Putusan Terberat LBH Mata Elang: Saatnya Menegakkan Harga Diri 

Kode Etik yang Dihina 

Dalam dunia hukum, kode etik adalah nafas bagi organisasi bantuan hukum. Apa yang dilakukan BI dengan berpura-pura sakit parah dan menelantarkan kasusnya sendiri adalah wujud nyata dari itikad buruk, sebuah penghinaan terhadap integritas pengadilan dan hukum. 


LBH Mata Elang, sebagai lembaga yang menjunjung tinggi etika, tidak sudi melanjutkan perkara dengan klien yang tidak jujur.

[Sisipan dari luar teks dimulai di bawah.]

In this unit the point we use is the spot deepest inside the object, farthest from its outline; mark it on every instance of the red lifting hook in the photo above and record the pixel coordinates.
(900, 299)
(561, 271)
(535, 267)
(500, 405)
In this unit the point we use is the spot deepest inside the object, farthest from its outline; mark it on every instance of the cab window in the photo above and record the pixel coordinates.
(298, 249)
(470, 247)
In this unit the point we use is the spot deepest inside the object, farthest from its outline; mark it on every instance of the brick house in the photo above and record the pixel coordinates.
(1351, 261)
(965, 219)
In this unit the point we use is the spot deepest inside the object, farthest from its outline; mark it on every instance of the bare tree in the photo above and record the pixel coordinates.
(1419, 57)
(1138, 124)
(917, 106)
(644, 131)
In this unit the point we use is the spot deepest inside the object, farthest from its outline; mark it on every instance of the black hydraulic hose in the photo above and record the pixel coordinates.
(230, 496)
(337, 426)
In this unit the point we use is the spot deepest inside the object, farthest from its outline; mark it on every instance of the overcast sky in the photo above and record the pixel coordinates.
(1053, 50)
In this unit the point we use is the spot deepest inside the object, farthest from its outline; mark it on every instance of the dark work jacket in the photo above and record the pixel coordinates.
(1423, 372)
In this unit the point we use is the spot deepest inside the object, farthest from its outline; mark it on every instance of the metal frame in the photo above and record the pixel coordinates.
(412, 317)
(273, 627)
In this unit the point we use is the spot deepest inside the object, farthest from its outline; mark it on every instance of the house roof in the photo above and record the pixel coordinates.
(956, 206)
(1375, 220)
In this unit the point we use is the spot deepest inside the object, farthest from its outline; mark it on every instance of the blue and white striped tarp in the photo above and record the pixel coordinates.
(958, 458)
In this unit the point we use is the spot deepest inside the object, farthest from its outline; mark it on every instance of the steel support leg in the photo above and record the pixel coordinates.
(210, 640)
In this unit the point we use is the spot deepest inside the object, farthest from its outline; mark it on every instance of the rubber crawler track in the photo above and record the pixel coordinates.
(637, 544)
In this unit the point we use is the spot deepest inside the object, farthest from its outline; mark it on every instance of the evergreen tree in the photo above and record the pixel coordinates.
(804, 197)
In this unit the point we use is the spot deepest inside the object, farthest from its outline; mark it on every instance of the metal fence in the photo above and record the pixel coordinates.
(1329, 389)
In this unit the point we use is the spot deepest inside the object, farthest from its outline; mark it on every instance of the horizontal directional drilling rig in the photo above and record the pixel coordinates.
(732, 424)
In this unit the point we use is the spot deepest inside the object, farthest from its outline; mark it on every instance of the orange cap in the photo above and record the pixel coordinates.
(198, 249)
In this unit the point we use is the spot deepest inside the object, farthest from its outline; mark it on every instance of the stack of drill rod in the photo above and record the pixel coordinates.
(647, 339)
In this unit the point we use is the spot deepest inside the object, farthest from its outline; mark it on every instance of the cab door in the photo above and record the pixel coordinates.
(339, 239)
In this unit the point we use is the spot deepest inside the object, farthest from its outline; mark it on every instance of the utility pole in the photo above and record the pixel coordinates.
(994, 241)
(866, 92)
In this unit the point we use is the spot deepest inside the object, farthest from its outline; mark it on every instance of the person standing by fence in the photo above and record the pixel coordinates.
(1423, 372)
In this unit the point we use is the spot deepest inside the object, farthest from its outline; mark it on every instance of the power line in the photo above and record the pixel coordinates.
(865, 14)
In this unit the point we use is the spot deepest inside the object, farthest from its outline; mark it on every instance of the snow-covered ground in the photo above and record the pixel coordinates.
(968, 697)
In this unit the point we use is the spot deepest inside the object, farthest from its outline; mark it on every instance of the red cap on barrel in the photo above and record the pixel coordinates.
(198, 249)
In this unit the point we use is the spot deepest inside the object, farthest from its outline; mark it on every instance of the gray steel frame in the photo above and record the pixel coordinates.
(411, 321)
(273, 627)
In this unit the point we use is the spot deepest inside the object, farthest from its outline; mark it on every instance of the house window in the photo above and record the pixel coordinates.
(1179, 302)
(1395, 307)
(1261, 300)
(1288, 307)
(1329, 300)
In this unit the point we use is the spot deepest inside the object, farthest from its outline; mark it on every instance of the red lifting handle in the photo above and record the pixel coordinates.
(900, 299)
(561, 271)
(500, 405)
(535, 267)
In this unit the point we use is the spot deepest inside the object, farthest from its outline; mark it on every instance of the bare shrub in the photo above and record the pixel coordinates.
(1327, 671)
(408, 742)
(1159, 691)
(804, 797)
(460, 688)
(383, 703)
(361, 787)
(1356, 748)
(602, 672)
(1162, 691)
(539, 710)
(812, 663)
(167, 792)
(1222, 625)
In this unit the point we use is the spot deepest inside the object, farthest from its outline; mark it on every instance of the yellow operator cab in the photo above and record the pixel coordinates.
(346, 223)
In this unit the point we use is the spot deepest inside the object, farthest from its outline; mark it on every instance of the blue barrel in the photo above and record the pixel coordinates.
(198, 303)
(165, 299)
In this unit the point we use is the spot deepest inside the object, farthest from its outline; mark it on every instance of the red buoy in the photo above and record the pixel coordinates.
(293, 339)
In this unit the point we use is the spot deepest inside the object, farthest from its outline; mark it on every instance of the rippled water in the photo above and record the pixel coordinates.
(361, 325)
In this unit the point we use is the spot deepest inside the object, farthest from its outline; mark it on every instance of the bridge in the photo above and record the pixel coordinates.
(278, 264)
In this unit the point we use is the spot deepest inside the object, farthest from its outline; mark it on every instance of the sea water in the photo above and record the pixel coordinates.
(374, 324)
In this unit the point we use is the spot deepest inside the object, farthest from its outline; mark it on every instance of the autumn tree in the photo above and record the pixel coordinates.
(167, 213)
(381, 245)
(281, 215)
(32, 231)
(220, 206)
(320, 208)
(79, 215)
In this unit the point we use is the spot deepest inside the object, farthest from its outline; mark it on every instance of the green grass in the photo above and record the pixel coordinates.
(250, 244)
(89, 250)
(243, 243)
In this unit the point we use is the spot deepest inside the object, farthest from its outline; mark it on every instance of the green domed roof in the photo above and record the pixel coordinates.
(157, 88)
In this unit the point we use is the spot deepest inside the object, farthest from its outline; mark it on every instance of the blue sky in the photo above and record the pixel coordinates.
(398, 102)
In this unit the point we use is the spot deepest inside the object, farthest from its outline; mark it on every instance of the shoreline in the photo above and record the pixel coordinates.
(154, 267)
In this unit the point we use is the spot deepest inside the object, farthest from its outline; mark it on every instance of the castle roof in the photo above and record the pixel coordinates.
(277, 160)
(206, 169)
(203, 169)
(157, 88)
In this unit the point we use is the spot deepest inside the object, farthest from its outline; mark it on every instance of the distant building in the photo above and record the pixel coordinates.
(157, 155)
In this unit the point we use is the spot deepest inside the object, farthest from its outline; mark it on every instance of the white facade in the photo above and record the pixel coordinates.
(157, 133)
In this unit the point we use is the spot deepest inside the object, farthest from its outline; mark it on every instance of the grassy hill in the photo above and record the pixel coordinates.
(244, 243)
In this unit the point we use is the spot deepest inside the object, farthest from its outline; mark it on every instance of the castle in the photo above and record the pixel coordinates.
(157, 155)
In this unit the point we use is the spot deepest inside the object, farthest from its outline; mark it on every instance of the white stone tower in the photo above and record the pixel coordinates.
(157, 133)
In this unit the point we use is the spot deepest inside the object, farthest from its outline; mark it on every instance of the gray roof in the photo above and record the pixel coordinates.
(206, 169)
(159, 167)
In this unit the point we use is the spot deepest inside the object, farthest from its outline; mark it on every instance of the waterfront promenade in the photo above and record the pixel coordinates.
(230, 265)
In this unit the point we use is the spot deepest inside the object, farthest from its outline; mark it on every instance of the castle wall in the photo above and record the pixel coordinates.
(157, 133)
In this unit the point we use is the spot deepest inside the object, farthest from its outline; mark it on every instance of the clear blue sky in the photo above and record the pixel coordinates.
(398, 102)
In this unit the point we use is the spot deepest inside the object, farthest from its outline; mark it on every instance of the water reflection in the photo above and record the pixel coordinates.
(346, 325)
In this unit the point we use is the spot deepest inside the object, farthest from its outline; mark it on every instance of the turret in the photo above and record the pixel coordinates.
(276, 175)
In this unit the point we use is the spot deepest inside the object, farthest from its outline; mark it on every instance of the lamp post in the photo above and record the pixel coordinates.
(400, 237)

Melanjutkan kasus ini sama saja dengan membiarkan proses pengadilan menjadi bahan tertawaan, dan lebih buruk lagi, akan menginjak-injak kehormatan dan kredibilitas LBH di mata publik, Majelis Hakim, dan sesama penegak hukum. 


Mundur Adalah Sebuah Kemenangan 

Setelah serangkaian diskusi internal yang dipenuhi amarah, LBH Mata Elang akhirnya mengambil keputusan paling sulit: mengundurkan diri sebagai kuasa BI. Keputusan ini bukan datang dari kemarahan yang meluap, melainkan dari sebuah prinsip yang teguh. LBH Mata Elang tidak bisa membiarkan sumber daya dan reputasinya dikorbankan oleh seorang penipu. Pengunduran diri ini bukan karena mereka menyerah, melainkan karena mereka memilih untuk tetap berada di jalur kebenaran dan etika. 

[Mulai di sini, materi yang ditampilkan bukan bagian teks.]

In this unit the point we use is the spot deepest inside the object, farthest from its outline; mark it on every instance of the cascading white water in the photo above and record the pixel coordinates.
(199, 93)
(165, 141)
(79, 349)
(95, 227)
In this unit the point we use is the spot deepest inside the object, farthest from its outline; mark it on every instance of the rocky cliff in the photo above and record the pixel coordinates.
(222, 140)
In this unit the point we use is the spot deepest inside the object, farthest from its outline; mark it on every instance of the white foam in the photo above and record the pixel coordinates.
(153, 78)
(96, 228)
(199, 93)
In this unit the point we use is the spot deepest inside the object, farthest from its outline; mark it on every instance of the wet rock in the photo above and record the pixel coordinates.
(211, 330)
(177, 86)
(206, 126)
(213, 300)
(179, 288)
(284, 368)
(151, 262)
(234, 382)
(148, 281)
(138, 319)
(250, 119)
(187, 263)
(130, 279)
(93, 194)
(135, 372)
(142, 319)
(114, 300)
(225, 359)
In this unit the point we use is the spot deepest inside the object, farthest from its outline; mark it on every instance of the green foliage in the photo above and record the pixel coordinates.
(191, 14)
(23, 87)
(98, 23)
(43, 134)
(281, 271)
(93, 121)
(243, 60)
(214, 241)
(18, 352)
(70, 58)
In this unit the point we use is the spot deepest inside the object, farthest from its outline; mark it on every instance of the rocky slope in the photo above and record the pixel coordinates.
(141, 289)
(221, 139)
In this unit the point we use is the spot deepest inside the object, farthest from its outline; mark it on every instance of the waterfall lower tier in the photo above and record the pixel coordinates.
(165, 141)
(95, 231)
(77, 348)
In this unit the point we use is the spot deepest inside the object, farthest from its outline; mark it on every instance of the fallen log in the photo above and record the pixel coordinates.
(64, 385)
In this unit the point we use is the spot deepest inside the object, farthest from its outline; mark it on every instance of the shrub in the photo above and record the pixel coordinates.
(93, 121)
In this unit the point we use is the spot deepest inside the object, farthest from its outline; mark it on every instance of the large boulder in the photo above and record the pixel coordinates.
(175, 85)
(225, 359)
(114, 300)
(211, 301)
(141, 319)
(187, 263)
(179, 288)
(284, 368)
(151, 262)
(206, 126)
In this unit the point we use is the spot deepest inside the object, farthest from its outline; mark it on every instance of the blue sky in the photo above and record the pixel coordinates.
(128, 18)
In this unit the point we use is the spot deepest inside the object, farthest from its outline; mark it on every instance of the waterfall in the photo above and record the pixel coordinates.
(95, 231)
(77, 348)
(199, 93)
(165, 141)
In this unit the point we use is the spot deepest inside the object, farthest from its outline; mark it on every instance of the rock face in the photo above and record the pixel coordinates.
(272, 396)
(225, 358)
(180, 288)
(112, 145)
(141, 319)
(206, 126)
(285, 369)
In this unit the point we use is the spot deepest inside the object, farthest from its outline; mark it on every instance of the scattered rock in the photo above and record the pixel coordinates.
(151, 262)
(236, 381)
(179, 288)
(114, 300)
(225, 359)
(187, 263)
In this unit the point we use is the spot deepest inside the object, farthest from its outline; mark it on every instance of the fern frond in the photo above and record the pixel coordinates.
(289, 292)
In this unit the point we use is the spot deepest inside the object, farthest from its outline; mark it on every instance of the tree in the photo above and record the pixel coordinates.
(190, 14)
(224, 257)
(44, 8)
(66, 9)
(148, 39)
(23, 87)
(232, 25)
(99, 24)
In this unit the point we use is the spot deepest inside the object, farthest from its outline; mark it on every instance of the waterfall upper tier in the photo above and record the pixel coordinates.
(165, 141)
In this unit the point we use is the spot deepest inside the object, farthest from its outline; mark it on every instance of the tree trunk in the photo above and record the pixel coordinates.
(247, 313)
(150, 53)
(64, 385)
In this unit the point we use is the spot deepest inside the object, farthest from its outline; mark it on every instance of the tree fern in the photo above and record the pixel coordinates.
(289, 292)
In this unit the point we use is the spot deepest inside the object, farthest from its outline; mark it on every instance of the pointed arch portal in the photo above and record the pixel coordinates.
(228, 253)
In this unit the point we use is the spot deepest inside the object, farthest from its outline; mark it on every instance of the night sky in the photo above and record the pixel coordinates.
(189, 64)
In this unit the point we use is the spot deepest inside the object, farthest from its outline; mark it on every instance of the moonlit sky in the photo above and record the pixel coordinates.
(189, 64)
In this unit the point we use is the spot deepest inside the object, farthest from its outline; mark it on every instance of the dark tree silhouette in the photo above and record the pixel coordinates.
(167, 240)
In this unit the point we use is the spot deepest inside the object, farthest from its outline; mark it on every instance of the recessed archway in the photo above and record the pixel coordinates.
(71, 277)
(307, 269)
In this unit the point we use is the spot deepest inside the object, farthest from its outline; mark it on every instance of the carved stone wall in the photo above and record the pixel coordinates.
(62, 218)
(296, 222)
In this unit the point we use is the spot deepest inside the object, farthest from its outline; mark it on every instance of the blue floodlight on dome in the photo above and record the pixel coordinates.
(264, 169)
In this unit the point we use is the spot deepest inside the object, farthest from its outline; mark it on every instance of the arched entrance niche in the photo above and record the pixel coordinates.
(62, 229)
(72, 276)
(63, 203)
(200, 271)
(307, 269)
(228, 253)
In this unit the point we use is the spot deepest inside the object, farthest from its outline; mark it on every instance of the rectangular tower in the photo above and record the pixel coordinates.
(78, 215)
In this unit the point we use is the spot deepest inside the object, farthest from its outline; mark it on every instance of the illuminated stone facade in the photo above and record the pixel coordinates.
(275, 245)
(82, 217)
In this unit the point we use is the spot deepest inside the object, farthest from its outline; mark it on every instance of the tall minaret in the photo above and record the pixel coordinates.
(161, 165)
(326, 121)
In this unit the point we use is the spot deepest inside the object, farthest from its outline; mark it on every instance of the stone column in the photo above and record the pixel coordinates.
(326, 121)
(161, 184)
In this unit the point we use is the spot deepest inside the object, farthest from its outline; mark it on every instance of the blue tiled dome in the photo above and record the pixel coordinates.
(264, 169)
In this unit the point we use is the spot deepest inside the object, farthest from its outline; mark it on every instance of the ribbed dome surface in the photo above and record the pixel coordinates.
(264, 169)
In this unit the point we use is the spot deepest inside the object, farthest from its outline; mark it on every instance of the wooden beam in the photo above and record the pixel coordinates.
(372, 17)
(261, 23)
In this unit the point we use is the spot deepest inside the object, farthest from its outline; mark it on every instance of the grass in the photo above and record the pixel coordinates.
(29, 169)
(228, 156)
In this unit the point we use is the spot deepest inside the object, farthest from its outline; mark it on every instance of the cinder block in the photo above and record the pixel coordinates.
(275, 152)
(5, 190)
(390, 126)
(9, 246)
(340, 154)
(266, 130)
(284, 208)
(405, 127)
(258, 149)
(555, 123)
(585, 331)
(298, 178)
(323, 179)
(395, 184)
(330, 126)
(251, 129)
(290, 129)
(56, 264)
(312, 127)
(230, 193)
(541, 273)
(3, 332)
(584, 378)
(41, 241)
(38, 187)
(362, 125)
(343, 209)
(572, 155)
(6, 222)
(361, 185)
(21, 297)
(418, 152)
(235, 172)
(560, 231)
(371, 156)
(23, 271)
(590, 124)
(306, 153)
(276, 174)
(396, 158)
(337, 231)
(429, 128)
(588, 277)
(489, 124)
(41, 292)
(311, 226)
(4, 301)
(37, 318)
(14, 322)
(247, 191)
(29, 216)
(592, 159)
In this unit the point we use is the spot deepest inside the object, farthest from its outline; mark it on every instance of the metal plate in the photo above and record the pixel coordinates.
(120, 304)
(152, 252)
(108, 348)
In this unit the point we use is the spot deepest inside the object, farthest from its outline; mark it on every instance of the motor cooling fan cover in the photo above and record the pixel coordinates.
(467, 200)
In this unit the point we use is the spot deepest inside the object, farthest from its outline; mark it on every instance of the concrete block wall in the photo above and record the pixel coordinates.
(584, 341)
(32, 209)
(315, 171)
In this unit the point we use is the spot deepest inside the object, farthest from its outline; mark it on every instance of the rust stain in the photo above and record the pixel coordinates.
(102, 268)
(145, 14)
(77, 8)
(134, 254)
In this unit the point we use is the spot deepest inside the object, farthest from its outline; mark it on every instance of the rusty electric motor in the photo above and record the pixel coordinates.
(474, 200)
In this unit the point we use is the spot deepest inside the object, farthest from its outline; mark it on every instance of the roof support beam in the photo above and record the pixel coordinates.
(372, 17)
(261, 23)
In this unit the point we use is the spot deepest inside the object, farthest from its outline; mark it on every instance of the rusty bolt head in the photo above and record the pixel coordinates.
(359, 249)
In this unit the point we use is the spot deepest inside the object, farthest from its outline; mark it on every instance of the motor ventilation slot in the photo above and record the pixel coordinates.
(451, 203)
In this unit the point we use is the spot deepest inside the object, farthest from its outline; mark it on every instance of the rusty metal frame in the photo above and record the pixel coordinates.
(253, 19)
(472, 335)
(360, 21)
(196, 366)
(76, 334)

LBH Mata Elang secara resmi menerbitkan surat pengunduran diri dari pendampingan hukum BI. Dalam surat tersebut, mereka menjelaskan secara profesional dan etis bahwa alasan pengunduran diri adalah ketiadaan itikad baik dan kurangnya kooperasi dari BI. Tanpa perlu mengungkapkan detail sandiwara menjijikkan itu, alasan tersebut sudah lebih dari cukup untuk menjelaskan situasi yang ada dan menjunjung tinggi kehormatan profesi. 


Sebuah Akhir yang Menyayat Hati 

Kisah BI dan LBH Mata Elang adalah cerminan kompleksitas dalam praktik hukum. Di satu sisi, ada dedikasi dan idealisme untuk membantu, namun di sisi lain, ada realita pahit tentang ketidakjujuran yang mematikan. Putusan akhir LBH Mata Elang untuk mengundurkan diri adalah sebuah tindakan yang benar dan tepat. Ini bukan hanya tentang sebuah kasus, tetapi tentang pesan yang lebih besar: bahwa dalam setiap perjuangan, kebenaran dan integritas adalah hal yang paling berharga, dan tidak ada kemenangan yang layak diraih dengan cara-cara yang curang. LBH Mata Elang melanjutkan misinya untuk membantu mereka yang benar-benar membutuhkan, dengan harapan bahwa di luar sana, masih banyak orang yang menghargai ketulusan dan kejujuran.